The Last Lollard Martyr

Around Easter in 1532, Thomas Harding, aged about 60, was found sitting by a stile going into the woods, where he was reading certainly one of Tyndale’s theological books called ‘The Obedience of a Christian Man’. Thomas and his wife Alice were arrested of their house, where other books were found under his floorboards, which were considered illegal, most notably Tyndale’s New Testament and one other theological work of William Tyndale’s called ‘The Practice of Prelates’.

Harding was taken to Wooburn to be interrogated by the bishop and by Rowland Messenger, the vicar of High Wycombe. The charges against him were that he was reading the New Testament in English, that he claimed the bread and wine within the communion service were merely symbolic (i.e. he denied transubstantiation), rejected the worship of images, and spoke against pilgrimages for earning merit.

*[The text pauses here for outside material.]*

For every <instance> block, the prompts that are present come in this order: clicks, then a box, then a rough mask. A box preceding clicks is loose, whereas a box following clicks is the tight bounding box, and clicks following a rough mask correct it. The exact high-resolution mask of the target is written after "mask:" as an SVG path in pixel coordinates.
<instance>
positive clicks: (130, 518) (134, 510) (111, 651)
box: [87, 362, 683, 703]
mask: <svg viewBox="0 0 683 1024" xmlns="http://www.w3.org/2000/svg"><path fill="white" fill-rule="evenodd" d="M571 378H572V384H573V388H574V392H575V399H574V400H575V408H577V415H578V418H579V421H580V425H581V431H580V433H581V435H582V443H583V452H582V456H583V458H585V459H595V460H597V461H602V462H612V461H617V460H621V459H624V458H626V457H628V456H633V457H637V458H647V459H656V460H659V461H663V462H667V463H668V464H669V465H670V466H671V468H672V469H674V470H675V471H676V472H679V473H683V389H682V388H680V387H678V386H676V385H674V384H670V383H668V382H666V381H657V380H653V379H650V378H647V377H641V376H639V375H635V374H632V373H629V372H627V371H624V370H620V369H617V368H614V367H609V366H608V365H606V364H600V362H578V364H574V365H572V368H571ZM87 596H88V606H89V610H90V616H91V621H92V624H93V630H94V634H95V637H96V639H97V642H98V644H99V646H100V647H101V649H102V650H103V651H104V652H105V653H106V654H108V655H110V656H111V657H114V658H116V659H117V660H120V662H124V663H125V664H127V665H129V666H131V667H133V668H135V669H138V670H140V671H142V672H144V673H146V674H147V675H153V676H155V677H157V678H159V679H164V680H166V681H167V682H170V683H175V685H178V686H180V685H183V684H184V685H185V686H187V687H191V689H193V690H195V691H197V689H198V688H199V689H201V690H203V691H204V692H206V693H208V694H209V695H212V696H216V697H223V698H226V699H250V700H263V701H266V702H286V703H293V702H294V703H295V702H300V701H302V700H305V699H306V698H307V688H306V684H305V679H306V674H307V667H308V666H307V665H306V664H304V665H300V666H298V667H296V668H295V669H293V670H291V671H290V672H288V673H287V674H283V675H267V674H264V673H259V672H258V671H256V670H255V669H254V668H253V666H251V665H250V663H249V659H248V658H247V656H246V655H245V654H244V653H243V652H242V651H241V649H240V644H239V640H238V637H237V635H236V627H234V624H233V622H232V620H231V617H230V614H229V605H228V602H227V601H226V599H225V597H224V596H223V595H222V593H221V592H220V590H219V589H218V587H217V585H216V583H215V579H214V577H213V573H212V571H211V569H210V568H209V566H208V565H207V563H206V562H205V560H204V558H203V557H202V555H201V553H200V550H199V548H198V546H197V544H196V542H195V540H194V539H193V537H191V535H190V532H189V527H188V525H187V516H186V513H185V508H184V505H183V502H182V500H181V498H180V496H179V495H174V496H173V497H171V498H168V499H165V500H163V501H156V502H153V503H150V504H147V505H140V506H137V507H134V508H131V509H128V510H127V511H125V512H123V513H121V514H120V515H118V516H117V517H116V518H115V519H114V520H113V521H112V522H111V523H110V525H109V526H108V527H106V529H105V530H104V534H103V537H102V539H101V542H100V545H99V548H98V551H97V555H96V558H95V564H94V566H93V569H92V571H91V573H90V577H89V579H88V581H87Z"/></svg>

These were all considered heretical then.

On May 30, 1532 Harding was taken to Chesham for execution. The place was up White Hill, on the strategy to Botley, easily visible for instance to many. Harding was chained to a stake and a hearth was lit beneath him. It is recorded that certainly one of the spectators threw a firelog at his head, an odd kindness which hastened his demise.

It was just two years after Harding’s execution, in 1534, that the Church of England was formed, and it was in 1539 that Henry VIII introduced the English Bible into churches. With the creation of the Church of England, lots of the things that the Lollards had believed and practised were now not heretical.

Legacy

Thomas Harding is believed to be the last Lollard martyr, before the beginning of the English Reformation. There are quite a lot of reminders of Thomas Harding in Chesham which may be visited. Chesham lies on the north-west end of the London Underground Metropolitan Line. There is a granite cross memorial to his memory, near the doorway to St Mary’s parish church, and a commemorative stone erected on White Hill near to his place of execution. Neither are removed from the station. There can also be a primary school named in his honour. Harding remains to be a neighborhood surname, and plenty of claim to be related to him.